An example would be where interchange fees have been capped in Australia, America and Spain. The merchants do pay less, but that saving is not passed on to the consumer,' she says. 'Meanwhile, the issuing banks have less income coming through and they are then forced to charge the consumer for using that card. The intention of the regulator has been to better balance the fees the merchant pays, but it's ended up with the consumer paying more.

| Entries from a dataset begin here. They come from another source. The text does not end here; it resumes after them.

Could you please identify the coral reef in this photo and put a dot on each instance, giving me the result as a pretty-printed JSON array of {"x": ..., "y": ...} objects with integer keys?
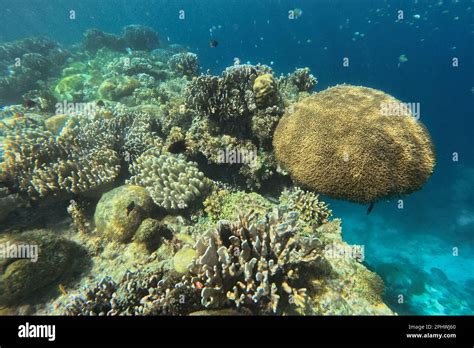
[
  {"x": 307, "y": 204},
  {"x": 95, "y": 39},
  {"x": 298, "y": 83},
  {"x": 222, "y": 204},
  {"x": 184, "y": 64},
  {"x": 265, "y": 90},
  {"x": 140, "y": 37},
  {"x": 339, "y": 143},
  {"x": 117, "y": 87},
  {"x": 38, "y": 164},
  {"x": 143, "y": 292},
  {"x": 40, "y": 259},
  {"x": 255, "y": 264},
  {"x": 120, "y": 212},
  {"x": 8, "y": 202},
  {"x": 172, "y": 182},
  {"x": 28, "y": 63}
]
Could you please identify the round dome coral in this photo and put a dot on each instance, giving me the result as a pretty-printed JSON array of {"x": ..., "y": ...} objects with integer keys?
[{"x": 354, "y": 143}]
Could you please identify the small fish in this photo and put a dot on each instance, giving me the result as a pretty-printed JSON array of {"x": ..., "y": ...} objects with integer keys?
[
  {"x": 62, "y": 289},
  {"x": 371, "y": 206},
  {"x": 130, "y": 207}
]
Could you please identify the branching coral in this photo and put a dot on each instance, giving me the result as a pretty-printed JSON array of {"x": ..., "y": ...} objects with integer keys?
[
  {"x": 338, "y": 142},
  {"x": 185, "y": 64},
  {"x": 37, "y": 164},
  {"x": 255, "y": 264},
  {"x": 172, "y": 182},
  {"x": 228, "y": 98},
  {"x": 307, "y": 204},
  {"x": 143, "y": 292}
]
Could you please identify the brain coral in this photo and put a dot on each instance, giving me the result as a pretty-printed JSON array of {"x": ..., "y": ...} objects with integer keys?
[
  {"x": 171, "y": 181},
  {"x": 339, "y": 143}
]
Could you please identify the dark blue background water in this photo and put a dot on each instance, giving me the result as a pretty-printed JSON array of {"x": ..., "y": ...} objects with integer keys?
[{"x": 406, "y": 246}]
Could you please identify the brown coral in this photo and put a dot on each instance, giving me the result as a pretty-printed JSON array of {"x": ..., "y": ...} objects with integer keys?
[{"x": 338, "y": 142}]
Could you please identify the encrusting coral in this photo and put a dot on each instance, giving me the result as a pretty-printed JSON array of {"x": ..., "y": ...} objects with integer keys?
[
  {"x": 171, "y": 181},
  {"x": 339, "y": 143}
]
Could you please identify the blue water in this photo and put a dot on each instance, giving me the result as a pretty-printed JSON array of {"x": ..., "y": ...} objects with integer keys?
[{"x": 425, "y": 251}]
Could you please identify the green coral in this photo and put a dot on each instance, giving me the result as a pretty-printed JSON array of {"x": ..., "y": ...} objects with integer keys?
[
  {"x": 118, "y": 87},
  {"x": 225, "y": 205},
  {"x": 70, "y": 88},
  {"x": 22, "y": 278},
  {"x": 172, "y": 182},
  {"x": 307, "y": 204}
]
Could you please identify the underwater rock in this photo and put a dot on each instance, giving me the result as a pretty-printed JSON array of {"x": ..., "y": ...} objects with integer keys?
[
  {"x": 120, "y": 212},
  {"x": 140, "y": 37},
  {"x": 339, "y": 143},
  {"x": 56, "y": 123},
  {"x": 22, "y": 277},
  {"x": 171, "y": 181},
  {"x": 150, "y": 233},
  {"x": 95, "y": 39}
]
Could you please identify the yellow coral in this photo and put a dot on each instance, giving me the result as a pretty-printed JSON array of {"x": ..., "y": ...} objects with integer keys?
[{"x": 339, "y": 143}]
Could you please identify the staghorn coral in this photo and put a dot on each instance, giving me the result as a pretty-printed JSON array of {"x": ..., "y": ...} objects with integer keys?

So the upshot of the interchange caps is a significant reduction in costs to be realised by merchants, with no guarantee that these benefits will be passed onto the consumer. Other market developments demonstrate this. Reduction in interchange and loss of revenue to card issuers begs the following questions, where and how will issuers make up at least some of the difference/shortfall - from the customer? What will happen to innovation? Is there sufficient bandwidth in these rates to incentivise security and innovation best practices? As acquirers are increasingly more transparent and interchange becomes a lower figure as a value, will it not just highlight their own inefficiencies by exposing acquirer processing costs? Is it true that only large merchants understand the ramifications of interchange reductions, therefore smaller merchants will continue to subsidise? It is worth noting that as it stands today, Visa debit rates in the UK are temporarily higher than previously, before they are reduced again

This is a bad move for consumers. Card issuers are losing a large chunk of their income. How can they provide the security and innovation needed and provide other benefits to their cardholders? Acquirers will pass the lower rates on to the large merchants but they will not reduce their prices, as in many countries much of this is still paid by cash. So will merchants reduce prices if they have gained 0.5% in lower costs? Not a hope... also there is no such thing as a 3 party model only a 4 party model where one party plays 2 roles. So Diners and Amex with traditionally the highest MSC get to keep it all when the issuing banks that are members of MasterCard and Visa suffer. Visa and MasterCard will make or lose nothing from this at all - just their members.

Cutting interchange rates is not going to benefit consumers in any manner. As stated above, the processors often charge blended rates, linked to their highest costs for such as Amex and non-EU cards, at least to SME merchants, so the main beneficiary is the processor. In any event, the merchants are not going to hand on the improvement to consumers unless they see some real advantage in doing so in terms of extra sales.

That will mean the issuing banks will increase other fees to consumers, as seen in Australia when this cut in interchange happened, so the impact is going to be negative for the consumer overall. (As with many EU initiatives, there is little external advice sought, but decisions made on what sounds good politically.)

There is, however, real change in the air on the payment front, with the big marketing companies (Apple, Google, Facebook etc.) all identifying the data value of completed transactions being far higher making it justifiable, indeed profitable, for them to cut processing fees to zero in order to get the data.

Of course, they would want to encourage the underlying settlement to be by bank transfer, as managed by PayPal, rather than paying the card association fees, no matter how low they become. So, expect more on that score, along with greater Mobile Network Organisation (MNO) interaction. But, one way or the other, the consumer will get to have much better value - and service - from the users of the data.

Finally, the Regulators have taken no notice of the Apple Pay model introduced in the US where the Banks have foregone some interchange fees that are paid to Apple.

"In the new capped interchange environment they do not have this flexibility and will Apple want to enter the European markets if there reward is less? How good is this for the consumer if mobile commerce stalls. Not surprisingly there is no comment from the Regulators on this," concluded Sanders.